He was wrong on both counts, but this duality plays into Mussorgsky’s image of Boris as a pretty good dad despite being a poor politician. With the benefit of history in hindsight, Mussorgsky alludes to this as well, bringing back the pomp and bombast of Boris’s coronation scene here, signaling Fyodor’s ascent to the throne, but distorting the chords just enough to foreshadow the 16-year-old’s reign, which—along with the Godunov power—would end after roughly six weeks with his murder.
“Fuggi, crudele, fuggi!” from “Don Giovanni” (1787)
Mozart wrote “Don Giovanni” the year of his father’s death, and opens the work with its own death of a patriarch: Giovanni’s murder of the Commendatore. When Donna Anna discovers her father’s lifeless body, she’s unhinged with grief. Librettist Lorenzo Da Ponte then gives Don Ottavio one of the more awkward attempts at consolation over a still-warm corpse: “Forget these bitter memories. You’ll have father and husband in me.” Considering “Don Giovanni” was based in part on Da Ponte’s compatriot Casanova (who purportedly slept with his own daughter), it’s hard to read this line as purely a figure of speech.
“Salome, ich beschwöre dich” from “Salome” (1905)
After convincing his teenage stepdaughter to dance for him in exchange for anything her heart desires, Herod hesitates to make good on his promise when Salome demands the head of John the Baptist. He attempts to extricate himself from this arrangement by offering her the whole of his coffers: opals that burn with an icelike flame, a crystal that no other woman is allowed to behold, turquoise that allows its wearer to see that which is not real. Instead, Salome demands that he keep his oath. Is Herod, who ordered the Massacre of the Innocents, horrified at Salome’s demand that he kill on her behalf? Or is he horrified that he was, for once, held to account?

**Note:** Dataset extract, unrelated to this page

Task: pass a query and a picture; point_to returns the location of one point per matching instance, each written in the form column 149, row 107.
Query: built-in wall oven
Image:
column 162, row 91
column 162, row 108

“Dear Daddy, Daddy dear… Merry Christmas to you, too” from “A Quiet Place” (1983)
Few words, when spoken by adults, are as loaded as “Daddy,” and librettist Stephen Wadsworth takes deadly aim with that phrase in “A Quiet Place.” At Sam’s funeral, his children recall a time when they were closer, caressing the word “Daddy” with childlike innocence. The layered trio lulls you into a sense of false security before Sam’s son, Junior, quickly turns from reminiscence to grievance. The melody warps into a striptease, which also contorts the word into something far more unsettling—especially after reading Jamie Bernstein’s own memoir of growing up in the shadow of Lenny:
“Daddy pulled his old trick: kissing me fully on the lips, then pushing his tongue into my mouth.… but my dismay was tempered by knowing he did it to so many others. The intrusion of Daddy’s tongue was an occasion less for revulsion and more for weary eye-rolling.”
“Ella giammai m’amò” from “Don Carlo” (1867)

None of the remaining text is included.